According to Oliver, rehab is where people go to address drug or alcohol addiction, but aside from that “the word rehab is so broadly defined as to be close to meaningless.” Now that addiction is recognized as a disease, and not a moral failing, it has evolved into a $35 billion industry with rehab facilities across the country with names like Promises, Passages, and Milestones, and other “names that sound like perfumes worn exclusively by widows.”

Unfortunately, according to Oliver, there is no set definition of rehab, no federal standards for counseling practices or rehab practices, and many rehab facilities don’t involve “evidence-based care” at all. You could get a traditional 12-step program or you could get something like equine therapy, even though there is no empirical evidence that it helps with addiction.

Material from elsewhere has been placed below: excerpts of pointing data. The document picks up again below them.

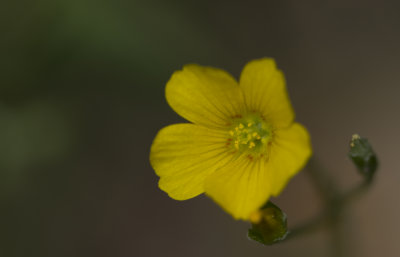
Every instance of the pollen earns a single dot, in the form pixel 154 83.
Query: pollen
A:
pixel 252 139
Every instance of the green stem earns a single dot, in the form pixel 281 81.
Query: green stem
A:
pixel 335 204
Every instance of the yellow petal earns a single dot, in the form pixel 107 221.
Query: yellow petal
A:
pixel 241 187
pixel 204 95
pixel 289 152
pixel 183 155
pixel 265 91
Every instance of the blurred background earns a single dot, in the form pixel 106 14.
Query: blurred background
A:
pixel 82 97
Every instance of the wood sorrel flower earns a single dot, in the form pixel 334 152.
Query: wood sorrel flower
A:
pixel 242 145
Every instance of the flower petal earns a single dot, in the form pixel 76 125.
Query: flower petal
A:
pixel 183 155
pixel 265 91
pixel 204 95
pixel 241 187
pixel 289 152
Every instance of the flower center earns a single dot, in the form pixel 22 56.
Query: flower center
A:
pixel 250 134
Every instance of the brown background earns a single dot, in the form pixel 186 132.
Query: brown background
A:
pixel 81 98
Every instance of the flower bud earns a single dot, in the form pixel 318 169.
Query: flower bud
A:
pixel 363 156
pixel 269 225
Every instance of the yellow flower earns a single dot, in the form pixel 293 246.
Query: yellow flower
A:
pixel 242 145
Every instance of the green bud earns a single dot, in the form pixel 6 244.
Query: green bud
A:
pixel 269 225
pixel 363 156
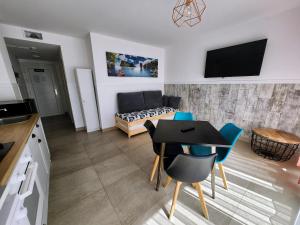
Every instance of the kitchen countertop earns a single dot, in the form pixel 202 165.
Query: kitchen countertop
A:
pixel 18 133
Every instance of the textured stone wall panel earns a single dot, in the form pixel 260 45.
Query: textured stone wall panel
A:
pixel 247 105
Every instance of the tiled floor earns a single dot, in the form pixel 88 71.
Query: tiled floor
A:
pixel 102 178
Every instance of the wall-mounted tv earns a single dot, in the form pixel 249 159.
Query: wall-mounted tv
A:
pixel 235 61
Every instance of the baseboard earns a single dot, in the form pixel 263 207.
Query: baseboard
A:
pixel 80 129
pixel 109 129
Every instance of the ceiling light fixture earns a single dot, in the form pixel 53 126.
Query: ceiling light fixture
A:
pixel 188 12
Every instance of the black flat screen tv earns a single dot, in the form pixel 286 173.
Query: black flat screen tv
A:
pixel 235 61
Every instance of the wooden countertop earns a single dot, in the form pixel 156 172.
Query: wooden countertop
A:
pixel 18 133
pixel 277 135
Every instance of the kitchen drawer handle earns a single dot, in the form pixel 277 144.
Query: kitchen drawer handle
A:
pixel 27 185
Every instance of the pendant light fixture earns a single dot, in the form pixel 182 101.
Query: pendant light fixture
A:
pixel 188 12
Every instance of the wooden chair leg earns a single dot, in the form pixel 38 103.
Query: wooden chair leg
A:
pixel 202 201
pixel 175 195
pixel 222 173
pixel 168 181
pixel 154 167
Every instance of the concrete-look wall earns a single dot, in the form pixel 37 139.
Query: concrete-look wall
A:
pixel 9 89
pixel 108 87
pixel 75 53
pixel 247 105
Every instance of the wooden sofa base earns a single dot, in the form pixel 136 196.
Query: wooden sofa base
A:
pixel 136 127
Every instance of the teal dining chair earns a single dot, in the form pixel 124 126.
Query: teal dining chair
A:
pixel 231 134
pixel 184 116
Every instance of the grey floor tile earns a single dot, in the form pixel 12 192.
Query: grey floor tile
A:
pixel 95 209
pixel 62 166
pixel 103 178
pixel 99 151
pixel 114 169
pixel 65 191
pixel 132 196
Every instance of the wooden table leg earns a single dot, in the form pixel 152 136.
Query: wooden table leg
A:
pixel 213 175
pixel 160 165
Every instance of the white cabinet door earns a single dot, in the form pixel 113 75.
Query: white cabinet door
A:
pixel 43 144
pixel 37 157
pixel 86 88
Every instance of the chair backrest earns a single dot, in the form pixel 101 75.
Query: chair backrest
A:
pixel 231 133
pixel 191 169
pixel 183 116
pixel 151 129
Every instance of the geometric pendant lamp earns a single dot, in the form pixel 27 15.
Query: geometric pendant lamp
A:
pixel 188 12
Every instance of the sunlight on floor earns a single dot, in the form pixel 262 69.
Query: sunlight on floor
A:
pixel 239 204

Rehab is typically just the first step in a lifetime of recovery, but according to Oliver, many of them make broad claims about their success rates, many of which are completely self-reported and with no data to back them up. Plus, in many states, opening a rehab facility is easy. According to Oliver, in Idaho, so long as you aren’t working with teens, you don’t need a license at all to open a rehab center. In Florida, if you want to open a so-called “sober home,” there is nothing to stop you. O.J. Simpson could open one right now “which would obviously be called The Juice Cleanse and there is nothing standing in his way.”

Adding to the problems, according to Oliver, it’s nearly impossible to find good, unbiased information about addiction and treatment online or through TV ads. “Everything about this industry is difficult to navigate” and as Oliver notes, that is a real problem, because rehab is truly an issue of life and death — and even for him, no laughing matter.